Parents of students on the girls softball team at Central High School attend the Cape Girardeau School Board meeting to protest the school's softball program being reduced to one season in the 1991-1992 school year; that policy was adopted in April and was in accordance with a recommendation by the athletic task force; the board decides to further study the matter.
Mark F. Scully, president of State College, expresses general satisfaction with recommendations of the State Commission on Higher Education for state appropriations totaling $7,577,551 for the next fiscal year; if the recommendations are carried out and the amounts are actually appropriated, it would mean the college could build another classroom structure in the near future.
Mr. and Mrs. John E. Godwin Jr., Cape Girardeau Route 1, were named the best team yesterday by the National Pilots Association after a 352-mile proficiency race at Palm Springs, California.
Thirty-two aliens have been registered at the Cape Girardeau post office under terms of the federal law for all noncitizens to appear to give information about themselves and to be fingerprinted; the oldest individual to register was 89 years old and the youngest was a child of 5.
Paul R. Brooks of Cape Girardeau, a former city commissioner, takes over the office of constable of Cape Girardeau Township, to which he was elected last Tuesday; he receives no salary as constable, his pay being only fees for serving papers and doing similar work.
Masons of Cape Girardeau gave degree work to several residents of other towns yesterday; Dr.
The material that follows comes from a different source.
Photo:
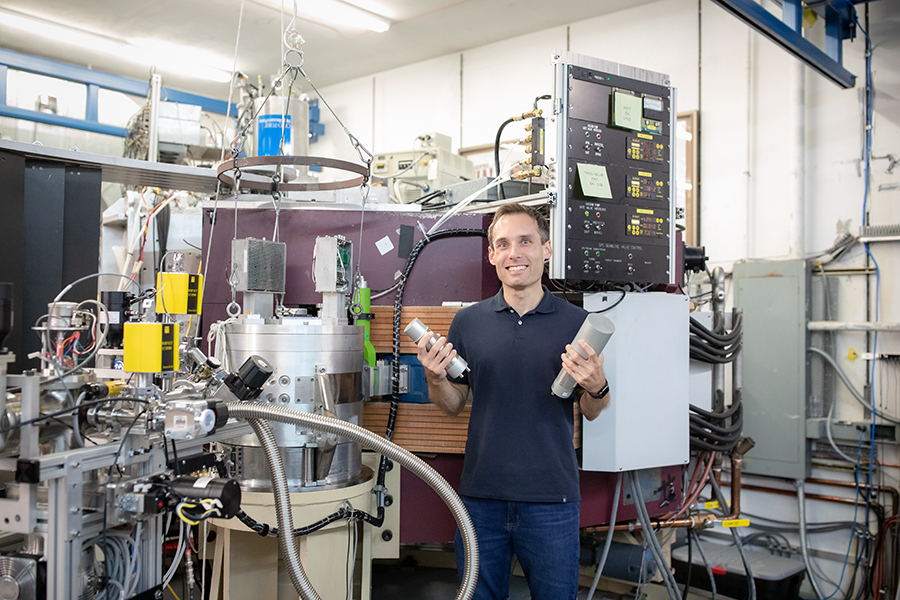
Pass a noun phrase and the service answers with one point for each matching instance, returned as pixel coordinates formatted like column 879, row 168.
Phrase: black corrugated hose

W.T. Tomlinson and Otto Bugg of Morley, Missouri, and John McWilliams and James McPheeters of Benton, Missouri, were on hand for the work; Martin Nelson, a traveling man, also took his degrees here.
Will Meyer and family, who left Cape Girardeau about a year ago for the state of Oregon to seek a home and fortune, have returned here and are glad to be back; said Meyer: "The Oregon country is not what it is claimed to be."